Another controversial Portland Police Bureau incident has taken a surprising turn, bolstering the growing movement to increase police accountability and flood Thursday's Portland City Council meeting, where police oversight is on the agenda.
All charges were dropped yesterday against TriMet passenger Lisa Coppock, who was arrested two years ago by Officer Chris Humphries for not paying her train fare.
Coppock says Humphries threw her down during the arrest and split open her head; she was taken to the hospital and received stitches to close the wound before she was taken to jail.
Coppock, who had no arrest record before the incident, argued that the TriMet ticket machine was broken, and that she held out the ticket fare to Humphries as he approached her on the train.
Coppock was supposed to appear in court March 16 on charges of theft of services, disobeying an officer and resisting arrest. Her mother reports, however, that all charges were dropped and the case was dismissed March 11.
"After dozens of court appearances stretching over two years, Lisa stood her ground," said her mother Marcia Meyers in a widely distributed email statement.

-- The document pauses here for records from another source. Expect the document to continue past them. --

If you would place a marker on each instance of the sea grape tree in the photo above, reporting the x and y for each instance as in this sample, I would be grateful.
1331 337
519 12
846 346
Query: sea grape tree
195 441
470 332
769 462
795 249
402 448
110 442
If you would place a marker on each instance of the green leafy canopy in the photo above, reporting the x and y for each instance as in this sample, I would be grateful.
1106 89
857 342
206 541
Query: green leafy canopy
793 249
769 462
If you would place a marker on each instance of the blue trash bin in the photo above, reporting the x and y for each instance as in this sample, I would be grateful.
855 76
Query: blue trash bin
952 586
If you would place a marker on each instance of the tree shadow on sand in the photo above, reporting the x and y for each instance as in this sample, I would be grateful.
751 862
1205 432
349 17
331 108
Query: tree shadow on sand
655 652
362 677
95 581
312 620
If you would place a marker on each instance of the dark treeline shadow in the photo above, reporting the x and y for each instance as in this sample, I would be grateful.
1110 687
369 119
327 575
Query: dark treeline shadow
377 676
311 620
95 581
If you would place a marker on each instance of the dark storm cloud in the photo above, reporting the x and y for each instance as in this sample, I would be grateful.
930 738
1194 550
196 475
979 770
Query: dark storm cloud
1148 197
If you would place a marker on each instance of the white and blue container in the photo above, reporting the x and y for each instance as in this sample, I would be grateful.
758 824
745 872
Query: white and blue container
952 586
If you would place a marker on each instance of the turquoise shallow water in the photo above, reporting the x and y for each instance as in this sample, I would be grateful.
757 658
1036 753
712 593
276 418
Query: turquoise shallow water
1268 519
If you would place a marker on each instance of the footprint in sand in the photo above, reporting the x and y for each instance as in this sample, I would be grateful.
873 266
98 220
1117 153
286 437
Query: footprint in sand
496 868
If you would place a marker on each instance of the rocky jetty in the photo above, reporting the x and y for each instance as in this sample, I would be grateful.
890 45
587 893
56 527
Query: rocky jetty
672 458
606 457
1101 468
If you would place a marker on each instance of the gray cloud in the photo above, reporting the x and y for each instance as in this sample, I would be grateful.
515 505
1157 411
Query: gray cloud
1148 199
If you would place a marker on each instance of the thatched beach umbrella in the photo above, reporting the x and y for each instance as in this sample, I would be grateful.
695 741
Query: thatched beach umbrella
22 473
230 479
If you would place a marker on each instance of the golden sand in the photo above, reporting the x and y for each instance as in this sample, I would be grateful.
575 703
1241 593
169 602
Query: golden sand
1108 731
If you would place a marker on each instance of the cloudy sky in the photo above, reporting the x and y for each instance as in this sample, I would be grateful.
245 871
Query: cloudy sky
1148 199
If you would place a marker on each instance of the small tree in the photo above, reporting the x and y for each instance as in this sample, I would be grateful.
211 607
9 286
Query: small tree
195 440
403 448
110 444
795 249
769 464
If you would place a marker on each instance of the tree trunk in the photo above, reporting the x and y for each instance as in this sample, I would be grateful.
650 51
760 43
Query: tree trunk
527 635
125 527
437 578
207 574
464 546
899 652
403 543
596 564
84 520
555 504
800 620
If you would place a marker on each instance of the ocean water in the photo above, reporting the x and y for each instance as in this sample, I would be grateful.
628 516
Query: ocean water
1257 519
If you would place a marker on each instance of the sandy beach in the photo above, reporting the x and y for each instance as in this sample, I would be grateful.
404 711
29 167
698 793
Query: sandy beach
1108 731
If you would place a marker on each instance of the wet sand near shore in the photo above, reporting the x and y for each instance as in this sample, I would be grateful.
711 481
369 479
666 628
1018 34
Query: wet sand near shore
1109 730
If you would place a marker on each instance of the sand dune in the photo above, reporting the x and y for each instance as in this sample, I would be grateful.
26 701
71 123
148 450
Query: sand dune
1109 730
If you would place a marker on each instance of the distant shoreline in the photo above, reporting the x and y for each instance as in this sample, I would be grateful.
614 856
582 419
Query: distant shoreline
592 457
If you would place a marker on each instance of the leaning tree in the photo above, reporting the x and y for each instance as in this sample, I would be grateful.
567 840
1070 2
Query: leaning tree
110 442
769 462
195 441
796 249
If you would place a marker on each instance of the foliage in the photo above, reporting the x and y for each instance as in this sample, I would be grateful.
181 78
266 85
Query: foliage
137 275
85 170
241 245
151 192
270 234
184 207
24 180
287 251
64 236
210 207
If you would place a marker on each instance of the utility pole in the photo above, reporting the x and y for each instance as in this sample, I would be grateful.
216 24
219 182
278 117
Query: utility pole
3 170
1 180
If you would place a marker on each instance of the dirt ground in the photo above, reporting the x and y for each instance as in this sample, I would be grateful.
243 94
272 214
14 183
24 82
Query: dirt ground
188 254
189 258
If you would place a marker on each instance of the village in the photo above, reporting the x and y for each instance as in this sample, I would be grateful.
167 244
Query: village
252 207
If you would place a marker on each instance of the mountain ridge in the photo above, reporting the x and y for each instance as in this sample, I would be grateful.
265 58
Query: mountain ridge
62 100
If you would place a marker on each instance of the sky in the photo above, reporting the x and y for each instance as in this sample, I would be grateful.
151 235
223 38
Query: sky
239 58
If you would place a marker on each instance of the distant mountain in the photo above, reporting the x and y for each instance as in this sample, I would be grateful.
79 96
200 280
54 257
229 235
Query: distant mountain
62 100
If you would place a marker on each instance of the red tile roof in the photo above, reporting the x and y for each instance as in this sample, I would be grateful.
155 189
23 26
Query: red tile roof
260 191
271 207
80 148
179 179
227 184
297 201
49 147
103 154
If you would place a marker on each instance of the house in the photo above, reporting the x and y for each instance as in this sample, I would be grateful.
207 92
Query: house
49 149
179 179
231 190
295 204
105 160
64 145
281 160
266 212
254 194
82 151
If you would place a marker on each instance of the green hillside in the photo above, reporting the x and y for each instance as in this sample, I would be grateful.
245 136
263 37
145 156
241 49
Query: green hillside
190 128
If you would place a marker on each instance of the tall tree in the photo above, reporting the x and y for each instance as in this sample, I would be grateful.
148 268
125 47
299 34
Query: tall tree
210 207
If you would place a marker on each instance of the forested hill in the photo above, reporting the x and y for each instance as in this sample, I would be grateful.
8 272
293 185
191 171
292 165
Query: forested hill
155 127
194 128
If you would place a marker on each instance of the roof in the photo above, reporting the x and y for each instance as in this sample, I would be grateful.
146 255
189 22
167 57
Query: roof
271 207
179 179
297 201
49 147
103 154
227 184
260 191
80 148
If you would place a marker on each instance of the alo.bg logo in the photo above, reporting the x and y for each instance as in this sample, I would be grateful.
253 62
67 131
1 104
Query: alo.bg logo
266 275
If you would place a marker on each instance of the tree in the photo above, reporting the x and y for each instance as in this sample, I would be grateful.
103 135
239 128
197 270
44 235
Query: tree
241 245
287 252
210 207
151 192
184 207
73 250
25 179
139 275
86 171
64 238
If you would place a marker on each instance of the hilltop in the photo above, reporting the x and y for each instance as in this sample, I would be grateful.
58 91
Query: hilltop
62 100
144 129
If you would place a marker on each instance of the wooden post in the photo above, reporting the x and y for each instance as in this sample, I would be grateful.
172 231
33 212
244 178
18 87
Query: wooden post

"She never conceded to the system that charged her, but had no consequences for Police Officer Chris Humphreys who in the process of arresting Coppock, threw her to the ground and slammed her head into the pavement," Meyers said.
Coppock and Meyers say they are planning to join the Albina Ministerial Alliance at the City Council meeting Thursday, March 18 at 2 p.m., when Commissioner Randy Leonard has scheduled a hearing on his and City Auditor Yvonne Griffin-Valade's proposal to tighten civilian oversight of the police bureau at the City Council.